She had sunk upon the floor at his feet. Her legs were drawn beneath her; she poised herself upon her supple white arms, looking up at him.

"Sometimes," she returned, evenly. "Even as it brings joy, and ecstasy and happiness untold…. And it does bring that," she purred, sibilantly. "Doesn't it, My Fool?"

He leaned forward, drawing her to him.

"You know it," he cried…. "You know it!"

She saw beginning to glow in the leaden eyes the light that she alone knew how to kindle…. It pleased her…. It pleased her also to blight it at her will. She laughed. She knew as well how to blight as how to kindle. She knew also how to twist a soul in torment; and how to swirl it to the false heaven of unreal joys. For she, of the Unknown, knew much— more, perhaps, than of the known. She said, laughing janglingly:

"But did you ever think, My Fool, that there are different loves?"

He sunk back into his chair. The eyes again were leaden. His head bent.

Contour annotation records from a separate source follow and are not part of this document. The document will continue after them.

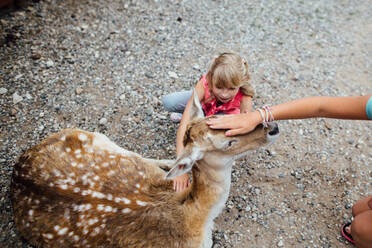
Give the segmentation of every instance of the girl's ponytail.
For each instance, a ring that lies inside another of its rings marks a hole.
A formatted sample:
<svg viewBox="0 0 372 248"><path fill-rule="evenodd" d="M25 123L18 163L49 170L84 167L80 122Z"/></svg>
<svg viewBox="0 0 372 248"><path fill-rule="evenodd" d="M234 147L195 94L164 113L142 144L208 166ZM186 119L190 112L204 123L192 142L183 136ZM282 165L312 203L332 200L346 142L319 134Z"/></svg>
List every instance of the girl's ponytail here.
<svg viewBox="0 0 372 248"><path fill-rule="evenodd" d="M254 97L254 89L252 85L249 83L249 70L248 70L248 63L245 59L242 59L243 64L243 77L242 77L242 85L240 86L240 90L242 91L243 95Z"/></svg>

She leaned forward, taking from a vase on the table a nodding white blossom.

"One love," she went on, "is like the white rose—pallid, pale, wistful, weak—a lifeless thing that lies dead against the hand that holds it— that wearies the eye and chills the soul…. The other love is like the red rose—rich, rare, glowing, glorious—that thrills the heart with the joy of living and quickens the blood in the veins until the very soul cries out in the frenzy of its fragrance—a pulsing, throbbing love of body and soul and heart and head, that rushes upon one like a storm at sea, dashing one hither and thither, impotent in its tearing, tossing grip…. That is our love—the Red Love—and it is sweet, is it not, My Fool?"

She bent over him, watching the light again leap to the heavy eyes as he answered:

"Sweet? Sweet as Paradise—a false Paradise, perhaps; but still Paradise! Those days on the Mediterranean, the sea no bluer than the sky that held it in its sunlit hand—and Venice—Venice, with the great, round moon overhead, and the mysterious semi-darkness all about—the splashing of soft waters there beside us and the silent whisper of the lazy oar—and just you and I—alone amid all the glories—side by side—heart in heart— soul in soul." With a great choking sob: "It was sweet, Lady Fair! Sweet!"